The Socio-Economic Rights Institute of South Africa (SERI) represented Webster during the trial.

The court discharged the six and found them not guilty after the prosecution failed to produce any evidence that linked them to the death of Sabata.

Prosecutors ultimately conceded that Webster was entitled to an acquittal‚ and accepted that the State had failed to “establish [Webster’s] involvement” in the murder.

The State also accepted that the witnesses who had implicated Webster had testified out of malice and lacked any credibility.

Despite there being no evidence that Webster had committed any offence‚ he was detained in a Rustenburg prison in 2017 for over 202 days after the Rustenburg Magistrate’s Court refused his bail application.
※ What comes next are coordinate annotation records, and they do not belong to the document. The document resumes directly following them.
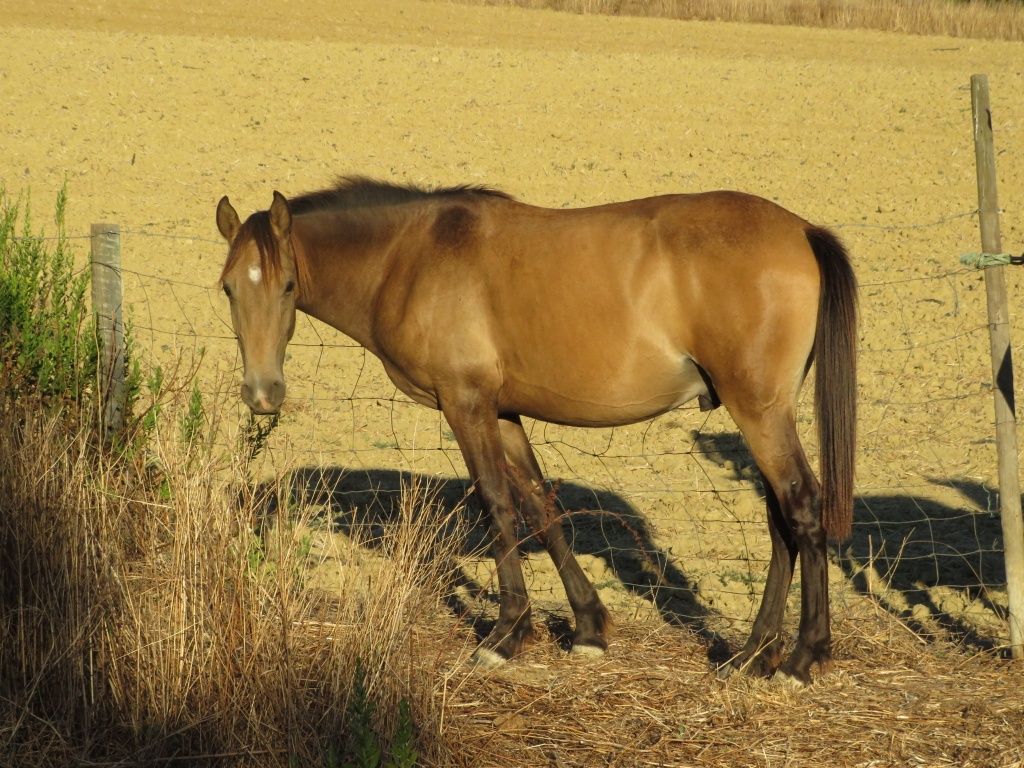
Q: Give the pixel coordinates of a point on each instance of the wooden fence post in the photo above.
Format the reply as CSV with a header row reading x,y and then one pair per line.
x,y
107,301
1003,369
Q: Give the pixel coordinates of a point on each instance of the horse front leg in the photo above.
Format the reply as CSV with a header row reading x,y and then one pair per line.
x,y
475,428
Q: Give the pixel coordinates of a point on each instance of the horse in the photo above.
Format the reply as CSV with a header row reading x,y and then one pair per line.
x,y
491,309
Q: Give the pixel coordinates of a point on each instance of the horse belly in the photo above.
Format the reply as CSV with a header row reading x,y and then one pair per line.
x,y
606,394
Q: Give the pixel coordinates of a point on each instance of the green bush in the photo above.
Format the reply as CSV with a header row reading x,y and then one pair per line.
x,y
47,337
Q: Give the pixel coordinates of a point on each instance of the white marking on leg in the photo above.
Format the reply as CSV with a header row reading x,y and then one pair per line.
x,y
486,658
790,681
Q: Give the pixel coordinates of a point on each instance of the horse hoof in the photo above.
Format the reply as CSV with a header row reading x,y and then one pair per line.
x,y
485,658
586,651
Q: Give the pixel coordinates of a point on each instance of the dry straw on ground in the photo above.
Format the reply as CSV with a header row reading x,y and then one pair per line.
x,y
1001,20
150,632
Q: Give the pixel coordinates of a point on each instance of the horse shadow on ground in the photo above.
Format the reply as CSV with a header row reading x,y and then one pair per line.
x,y
914,543
367,502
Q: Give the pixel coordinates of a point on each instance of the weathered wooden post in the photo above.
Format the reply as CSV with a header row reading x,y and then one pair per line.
x,y
107,301
1003,369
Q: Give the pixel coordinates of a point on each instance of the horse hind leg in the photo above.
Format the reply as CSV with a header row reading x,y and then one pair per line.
x,y
592,620
795,522
763,651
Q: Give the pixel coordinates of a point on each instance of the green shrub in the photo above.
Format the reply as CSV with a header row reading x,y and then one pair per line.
x,y
47,337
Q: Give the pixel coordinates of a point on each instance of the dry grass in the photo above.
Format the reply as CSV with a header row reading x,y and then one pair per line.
x,y
142,629
999,20
143,622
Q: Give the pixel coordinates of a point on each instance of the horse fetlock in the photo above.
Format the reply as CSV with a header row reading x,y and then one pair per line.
x,y
798,667
585,650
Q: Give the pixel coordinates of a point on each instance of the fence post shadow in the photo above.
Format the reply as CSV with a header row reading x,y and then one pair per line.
x,y
915,545
597,522
914,542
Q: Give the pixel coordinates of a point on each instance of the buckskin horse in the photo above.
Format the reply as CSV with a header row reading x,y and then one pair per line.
x,y
491,309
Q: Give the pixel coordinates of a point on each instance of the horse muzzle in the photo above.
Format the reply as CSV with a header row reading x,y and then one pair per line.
x,y
263,398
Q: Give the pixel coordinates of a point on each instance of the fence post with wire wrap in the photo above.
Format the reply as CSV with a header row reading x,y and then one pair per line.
x,y
107,302
1003,371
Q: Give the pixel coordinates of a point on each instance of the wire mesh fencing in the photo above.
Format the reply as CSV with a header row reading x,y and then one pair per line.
x,y
666,516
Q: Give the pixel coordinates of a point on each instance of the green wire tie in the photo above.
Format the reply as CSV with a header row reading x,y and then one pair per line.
x,y
984,260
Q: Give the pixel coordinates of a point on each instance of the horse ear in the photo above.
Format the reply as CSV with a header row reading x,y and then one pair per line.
x,y
227,219
281,217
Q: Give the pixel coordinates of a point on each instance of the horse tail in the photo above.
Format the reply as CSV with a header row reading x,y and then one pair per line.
x,y
836,380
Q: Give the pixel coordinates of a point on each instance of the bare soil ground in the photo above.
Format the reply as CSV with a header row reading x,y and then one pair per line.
x,y
151,113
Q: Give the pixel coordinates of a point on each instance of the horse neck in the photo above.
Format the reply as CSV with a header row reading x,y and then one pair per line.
x,y
345,254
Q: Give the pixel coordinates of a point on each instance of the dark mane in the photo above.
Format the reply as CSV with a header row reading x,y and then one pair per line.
x,y
349,193
359,192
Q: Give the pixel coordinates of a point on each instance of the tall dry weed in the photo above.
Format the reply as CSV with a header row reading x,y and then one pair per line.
x,y
151,612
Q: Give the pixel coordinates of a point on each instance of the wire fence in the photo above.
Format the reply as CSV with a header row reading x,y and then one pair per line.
x,y
668,516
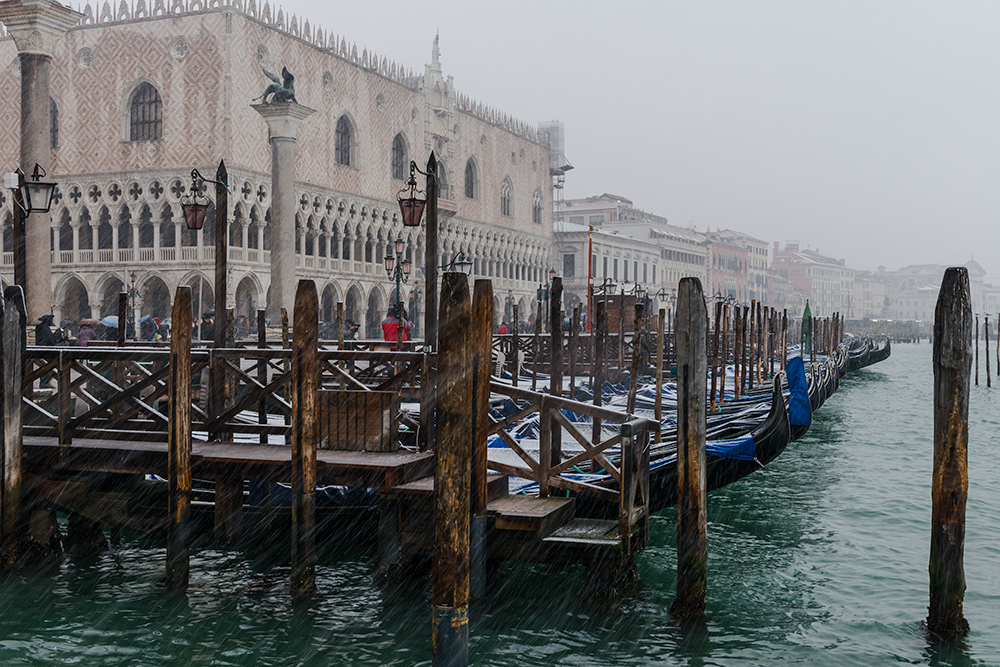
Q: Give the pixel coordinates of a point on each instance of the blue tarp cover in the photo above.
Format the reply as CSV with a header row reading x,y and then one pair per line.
x,y
799,412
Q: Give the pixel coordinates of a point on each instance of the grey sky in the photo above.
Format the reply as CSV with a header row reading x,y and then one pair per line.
x,y
866,129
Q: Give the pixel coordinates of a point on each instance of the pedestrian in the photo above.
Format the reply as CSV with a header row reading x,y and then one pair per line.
x,y
390,326
208,325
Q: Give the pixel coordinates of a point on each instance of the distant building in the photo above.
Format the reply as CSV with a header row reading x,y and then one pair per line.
x,y
144,92
680,250
758,264
827,282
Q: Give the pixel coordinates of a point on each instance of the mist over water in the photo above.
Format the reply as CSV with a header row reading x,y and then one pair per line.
x,y
820,558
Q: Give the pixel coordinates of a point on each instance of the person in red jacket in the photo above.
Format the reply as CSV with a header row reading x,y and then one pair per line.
x,y
390,326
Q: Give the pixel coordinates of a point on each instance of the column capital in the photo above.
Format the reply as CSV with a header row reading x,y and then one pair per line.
x,y
283,118
36,25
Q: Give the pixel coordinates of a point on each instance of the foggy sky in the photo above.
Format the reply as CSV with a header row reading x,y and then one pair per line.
x,y
867,130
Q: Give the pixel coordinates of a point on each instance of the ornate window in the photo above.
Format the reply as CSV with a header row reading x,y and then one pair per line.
x,y
343,141
399,158
471,179
145,114
505,207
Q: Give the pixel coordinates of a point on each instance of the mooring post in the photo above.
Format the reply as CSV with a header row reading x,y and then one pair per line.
x,y
636,369
737,343
450,577
537,351
744,342
482,351
515,346
692,515
179,444
574,343
977,350
262,372
986,342
950,489
600,333
555,356
660,341
784,338
305,437
715,354
11,523
725,352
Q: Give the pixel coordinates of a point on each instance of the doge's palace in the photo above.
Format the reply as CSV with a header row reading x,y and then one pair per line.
x,y
144,92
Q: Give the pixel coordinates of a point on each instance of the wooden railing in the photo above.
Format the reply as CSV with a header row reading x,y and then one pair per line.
x,y
124,390
630,471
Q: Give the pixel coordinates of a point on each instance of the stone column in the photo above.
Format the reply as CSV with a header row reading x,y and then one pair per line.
x,y
283,120
36,26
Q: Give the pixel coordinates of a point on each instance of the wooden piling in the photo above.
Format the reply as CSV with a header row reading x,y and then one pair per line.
x,y
305,438
725,353
515,345
737,350
986,342
637,361
11,522
262,370
660,341
600,333
574,343
556,358
537,353
482,344
949,492
179,444
784,338
692,516
450,577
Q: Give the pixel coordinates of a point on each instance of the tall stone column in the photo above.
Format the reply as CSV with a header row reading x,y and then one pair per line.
x,y
36,26
283,120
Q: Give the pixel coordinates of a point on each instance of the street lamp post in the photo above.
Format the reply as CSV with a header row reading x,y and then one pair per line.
x,y
397,269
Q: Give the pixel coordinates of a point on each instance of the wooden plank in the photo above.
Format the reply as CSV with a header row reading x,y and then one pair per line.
x,y
355,420
305,438
692,517
179,444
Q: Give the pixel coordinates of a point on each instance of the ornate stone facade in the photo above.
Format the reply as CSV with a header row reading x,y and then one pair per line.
x,y
117,207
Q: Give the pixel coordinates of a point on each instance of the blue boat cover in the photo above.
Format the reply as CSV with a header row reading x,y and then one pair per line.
x,y
799,412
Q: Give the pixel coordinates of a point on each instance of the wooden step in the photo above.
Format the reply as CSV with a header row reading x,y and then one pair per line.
x,y
586,533
531,513
496,487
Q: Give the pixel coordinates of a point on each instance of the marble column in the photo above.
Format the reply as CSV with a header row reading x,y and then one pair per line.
x,y
36,26
283,120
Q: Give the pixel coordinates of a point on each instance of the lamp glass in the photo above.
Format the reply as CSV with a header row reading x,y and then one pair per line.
x,y
194,214
412,209
37,196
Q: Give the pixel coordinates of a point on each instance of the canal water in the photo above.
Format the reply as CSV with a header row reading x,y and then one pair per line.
x,y
820,559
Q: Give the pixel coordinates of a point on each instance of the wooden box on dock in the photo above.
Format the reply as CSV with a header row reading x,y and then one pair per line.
x,y
358,420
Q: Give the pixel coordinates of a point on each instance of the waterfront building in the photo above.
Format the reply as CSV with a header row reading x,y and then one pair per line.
x,y
143,93
827,282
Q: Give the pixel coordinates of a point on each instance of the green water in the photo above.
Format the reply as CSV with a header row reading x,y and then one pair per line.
x,y
820,559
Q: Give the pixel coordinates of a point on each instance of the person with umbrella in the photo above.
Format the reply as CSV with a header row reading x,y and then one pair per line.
x,y
87,332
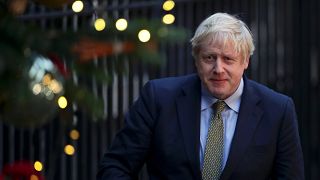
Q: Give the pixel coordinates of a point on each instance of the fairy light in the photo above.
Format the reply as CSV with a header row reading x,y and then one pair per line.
x,y
77,6
34,177
74,134
168,5
121,24
168,19
100,24
144,35
38,166
36,89
62,102
69,150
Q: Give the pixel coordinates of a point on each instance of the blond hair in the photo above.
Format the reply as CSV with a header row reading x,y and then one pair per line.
x,y
222,27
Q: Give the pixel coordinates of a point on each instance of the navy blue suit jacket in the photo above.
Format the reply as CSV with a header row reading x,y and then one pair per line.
x,y
162,129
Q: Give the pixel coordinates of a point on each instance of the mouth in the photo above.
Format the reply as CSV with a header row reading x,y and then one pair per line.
x,y
217,81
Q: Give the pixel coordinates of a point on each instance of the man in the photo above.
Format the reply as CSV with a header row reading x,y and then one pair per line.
x,y
253,133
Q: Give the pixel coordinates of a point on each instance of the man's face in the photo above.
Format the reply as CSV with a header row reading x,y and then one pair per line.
x,y
220,68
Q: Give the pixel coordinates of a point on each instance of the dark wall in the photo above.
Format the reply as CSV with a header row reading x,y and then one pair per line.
x,y
286,35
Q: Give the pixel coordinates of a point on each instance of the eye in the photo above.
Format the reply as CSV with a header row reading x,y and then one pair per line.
x,y
229,59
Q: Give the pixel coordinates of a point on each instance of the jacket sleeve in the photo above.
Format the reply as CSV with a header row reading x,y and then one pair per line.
x,y
289,158
130,147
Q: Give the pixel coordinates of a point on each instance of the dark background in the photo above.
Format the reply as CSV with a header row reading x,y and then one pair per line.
x,y
286,35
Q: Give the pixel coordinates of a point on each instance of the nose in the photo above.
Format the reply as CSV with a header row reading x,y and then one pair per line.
x,y
218,66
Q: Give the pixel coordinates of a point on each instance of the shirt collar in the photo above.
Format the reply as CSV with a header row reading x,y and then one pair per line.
x,y
233,101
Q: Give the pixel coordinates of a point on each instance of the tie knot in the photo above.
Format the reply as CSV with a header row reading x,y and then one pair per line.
x,y
219,106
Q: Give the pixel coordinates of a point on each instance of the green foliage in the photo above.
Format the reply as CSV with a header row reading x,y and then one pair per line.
x,y
71,53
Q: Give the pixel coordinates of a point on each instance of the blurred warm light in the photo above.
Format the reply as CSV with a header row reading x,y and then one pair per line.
x,y
121,24
168,5
100,24
77,6
46,79
168,19
36,89
38,166
144,35
74,134
62,102
69,149
34,177
55,86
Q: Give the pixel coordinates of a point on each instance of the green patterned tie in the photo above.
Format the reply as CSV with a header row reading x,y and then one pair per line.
x,y
213,156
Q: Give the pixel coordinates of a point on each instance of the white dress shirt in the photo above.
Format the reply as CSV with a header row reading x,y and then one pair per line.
x,y
229,116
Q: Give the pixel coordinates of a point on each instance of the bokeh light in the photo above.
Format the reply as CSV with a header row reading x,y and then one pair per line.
x,y
77,6
100,24
36,89
74,134
168,5
144,35
69,149
121,24
62,102
38,166
34,177
168,19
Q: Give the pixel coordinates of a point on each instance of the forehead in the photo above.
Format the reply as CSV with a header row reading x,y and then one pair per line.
x,y
214,45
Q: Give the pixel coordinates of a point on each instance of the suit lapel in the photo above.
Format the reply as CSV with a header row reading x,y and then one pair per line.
x,y
249,116
188,110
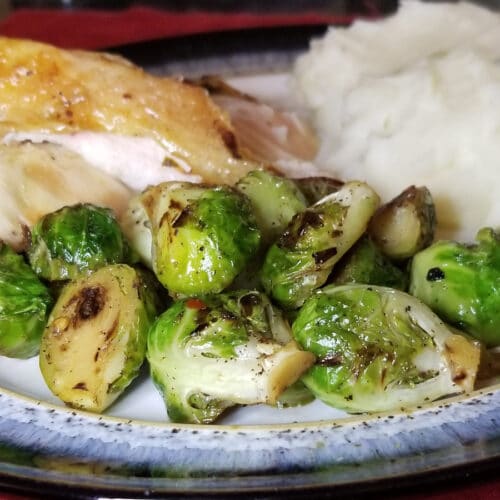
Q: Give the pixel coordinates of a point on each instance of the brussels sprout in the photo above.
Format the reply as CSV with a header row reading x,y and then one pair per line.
x,y
316,188
202,237
95,340
296,395
275,200
406,224
75,240
461,283
365,263
209,354
24,306
380,349
314,241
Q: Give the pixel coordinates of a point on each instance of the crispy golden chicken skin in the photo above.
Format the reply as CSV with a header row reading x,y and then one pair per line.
x,y
50,90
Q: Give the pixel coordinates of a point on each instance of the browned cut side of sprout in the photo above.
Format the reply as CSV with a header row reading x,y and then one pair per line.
x,y
406,224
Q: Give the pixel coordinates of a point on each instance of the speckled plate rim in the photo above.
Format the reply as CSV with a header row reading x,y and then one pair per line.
x,y
61,445
46,447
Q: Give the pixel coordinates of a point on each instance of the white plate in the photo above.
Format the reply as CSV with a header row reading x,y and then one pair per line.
x,y
133,450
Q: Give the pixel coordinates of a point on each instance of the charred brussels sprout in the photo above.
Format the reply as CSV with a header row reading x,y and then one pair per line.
x,y
316,188
406,224
95,339
75,240
275,200
365,263
24,306
380,349
461,283
314,241
202,237
209,354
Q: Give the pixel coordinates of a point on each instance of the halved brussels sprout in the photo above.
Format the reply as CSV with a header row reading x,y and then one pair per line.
x,y
95,340
365,263
275,200
75,240
24,306
381,349
314,241
316,188
209,354
202,237
406,224
461,283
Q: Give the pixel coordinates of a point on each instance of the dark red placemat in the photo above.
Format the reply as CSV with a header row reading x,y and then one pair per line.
x,y
96,29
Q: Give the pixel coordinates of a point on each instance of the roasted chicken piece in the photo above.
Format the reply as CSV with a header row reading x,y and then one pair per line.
x,y
39,178
44,89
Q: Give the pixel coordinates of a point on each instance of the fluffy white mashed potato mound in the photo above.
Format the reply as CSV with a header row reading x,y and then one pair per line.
x,y
413,99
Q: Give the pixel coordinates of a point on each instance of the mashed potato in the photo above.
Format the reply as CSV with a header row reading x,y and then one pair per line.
x,y
413,99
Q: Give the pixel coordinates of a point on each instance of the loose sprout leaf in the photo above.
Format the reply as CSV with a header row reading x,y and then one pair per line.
x,y
209,354
202,237
25,304
76,240
365,263
95,340
314,241
380,349
461,283
406,224
275,200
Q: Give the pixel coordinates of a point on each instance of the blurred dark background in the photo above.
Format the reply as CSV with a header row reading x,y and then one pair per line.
x,y
336,6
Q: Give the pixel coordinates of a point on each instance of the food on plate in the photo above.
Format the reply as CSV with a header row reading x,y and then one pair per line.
x,y
316,188
304,255
412,100
379,349
199,237
275,274
25,303
461,283
36,179
74,240
274,199
209,354
95,340
49,90
265,133
406,224
365,263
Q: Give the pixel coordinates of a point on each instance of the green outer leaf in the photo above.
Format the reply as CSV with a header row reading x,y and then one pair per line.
x,y
24,306
314,241
204,354
366,340
75,240
275,200
461,283
215,240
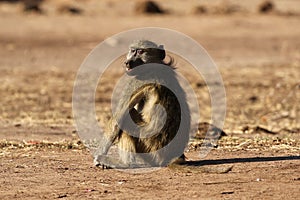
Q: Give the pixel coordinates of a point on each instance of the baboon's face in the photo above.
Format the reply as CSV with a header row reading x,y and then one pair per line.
x,y
135,57
142,52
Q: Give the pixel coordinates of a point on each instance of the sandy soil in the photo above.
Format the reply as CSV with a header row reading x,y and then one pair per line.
x,y
258,56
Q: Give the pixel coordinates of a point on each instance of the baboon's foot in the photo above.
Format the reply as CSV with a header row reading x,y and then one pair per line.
x,y
107,162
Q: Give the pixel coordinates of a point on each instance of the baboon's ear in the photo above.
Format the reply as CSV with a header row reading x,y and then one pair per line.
x,y
161,52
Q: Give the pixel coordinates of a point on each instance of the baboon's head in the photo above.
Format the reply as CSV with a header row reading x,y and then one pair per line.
x,y
142,52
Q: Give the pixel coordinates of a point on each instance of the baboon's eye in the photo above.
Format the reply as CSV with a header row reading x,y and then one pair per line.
x,y
140,51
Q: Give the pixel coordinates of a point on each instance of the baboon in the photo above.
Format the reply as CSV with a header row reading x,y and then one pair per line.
x,y
152,121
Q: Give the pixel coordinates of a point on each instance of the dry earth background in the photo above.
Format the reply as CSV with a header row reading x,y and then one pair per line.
x,y
258,55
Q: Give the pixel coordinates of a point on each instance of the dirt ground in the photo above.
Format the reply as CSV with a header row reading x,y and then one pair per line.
x,y
258,55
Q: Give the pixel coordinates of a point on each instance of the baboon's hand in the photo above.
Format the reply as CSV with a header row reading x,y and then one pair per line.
x,y
107,162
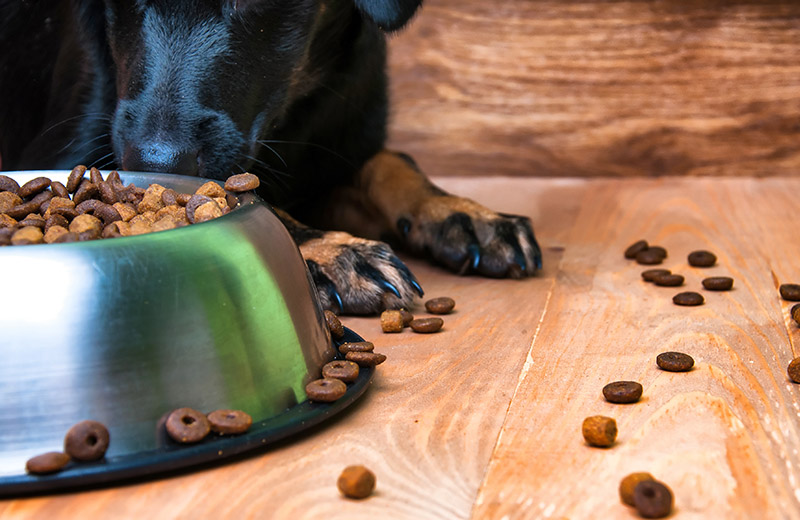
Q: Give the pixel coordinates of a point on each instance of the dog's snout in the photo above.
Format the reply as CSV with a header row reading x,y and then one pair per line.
x,y
160,157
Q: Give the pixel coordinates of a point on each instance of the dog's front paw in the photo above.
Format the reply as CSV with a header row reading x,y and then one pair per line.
x,y
466,237
358,276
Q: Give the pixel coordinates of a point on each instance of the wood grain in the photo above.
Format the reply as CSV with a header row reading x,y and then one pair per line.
x,y
588,88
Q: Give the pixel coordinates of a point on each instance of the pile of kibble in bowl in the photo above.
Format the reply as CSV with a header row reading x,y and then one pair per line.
x,y
45,211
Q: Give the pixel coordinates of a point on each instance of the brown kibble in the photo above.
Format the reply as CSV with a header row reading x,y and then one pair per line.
x,y
343,370
229,422
365,359
426,325
87,440
187,426
623,392
441,305
357,346
325,390
392,321
635,248
628,485
242,182
599,431
46,463
652,499
688,298
27,236
210,189
674,361
702,258
790,292
356,482
334,325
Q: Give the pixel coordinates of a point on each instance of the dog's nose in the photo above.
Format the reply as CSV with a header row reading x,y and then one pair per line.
x,y
161,158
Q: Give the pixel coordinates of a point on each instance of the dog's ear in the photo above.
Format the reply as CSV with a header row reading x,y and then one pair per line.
x,y
389,15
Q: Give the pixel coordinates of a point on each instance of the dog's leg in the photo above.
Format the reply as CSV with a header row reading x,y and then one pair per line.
x,y
353,275
456,232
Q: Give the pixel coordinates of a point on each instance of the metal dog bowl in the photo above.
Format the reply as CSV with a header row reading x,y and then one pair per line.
x,y
216,315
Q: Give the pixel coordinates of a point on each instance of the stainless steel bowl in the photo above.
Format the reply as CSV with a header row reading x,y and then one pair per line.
x,y
221,314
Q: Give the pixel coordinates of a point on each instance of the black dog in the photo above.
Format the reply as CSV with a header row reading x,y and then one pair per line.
x,y
294,91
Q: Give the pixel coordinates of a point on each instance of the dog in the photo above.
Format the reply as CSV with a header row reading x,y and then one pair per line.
x,y
294,91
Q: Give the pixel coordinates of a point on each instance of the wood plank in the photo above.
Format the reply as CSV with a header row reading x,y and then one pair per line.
x,y
724,436
427,426
588,88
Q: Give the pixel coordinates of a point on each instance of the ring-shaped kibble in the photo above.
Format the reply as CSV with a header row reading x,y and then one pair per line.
x,y
343,370
229,422
87,440
623,392
187,426
652,499
674,361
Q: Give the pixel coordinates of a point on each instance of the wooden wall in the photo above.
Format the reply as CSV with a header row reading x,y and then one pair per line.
x,y
620,88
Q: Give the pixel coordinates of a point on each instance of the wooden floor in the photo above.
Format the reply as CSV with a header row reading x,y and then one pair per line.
x,y
482,420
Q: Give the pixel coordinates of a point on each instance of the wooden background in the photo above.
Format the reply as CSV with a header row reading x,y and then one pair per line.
x,y
565,88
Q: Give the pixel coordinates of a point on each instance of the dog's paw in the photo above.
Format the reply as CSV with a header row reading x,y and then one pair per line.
x,y
358,276
466,237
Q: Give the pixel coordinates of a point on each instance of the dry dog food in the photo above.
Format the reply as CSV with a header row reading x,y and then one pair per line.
x,y
356,346
41,211
623,392
718,283
426,325
790,292
356,482
668,280
392,321
674,361
229,422
688,299
365,359
628,485
45,463
599,431
441,305
651,274
334,325
652,499
702,258
87,440
187,426
343,370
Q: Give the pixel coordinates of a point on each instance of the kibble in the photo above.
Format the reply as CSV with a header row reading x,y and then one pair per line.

Throughout the bail proceedings and the trial‚ there was strong evidence that Webster had been arrested because of his community-based activism in Marikana and not on the basis of any reasonable suspicion that he had committed an offence.

Lindokuhle Mdabe‚ an attorney at SERI who acted for Webster‚ said the state’s failure to produce any evidence linking Webster to the murder was a clear indication that the prosecution had been brought‚ not to punish crime‚ but to stifle legitimate dissent in Marikana.

“The prosecution‚ and the way it has been pursued‚ is yet another example of the abuse of the criminal justice system in aid of silencing the real and legitimate grievances of people living in poor communities across South Africa‚” Mdabe said.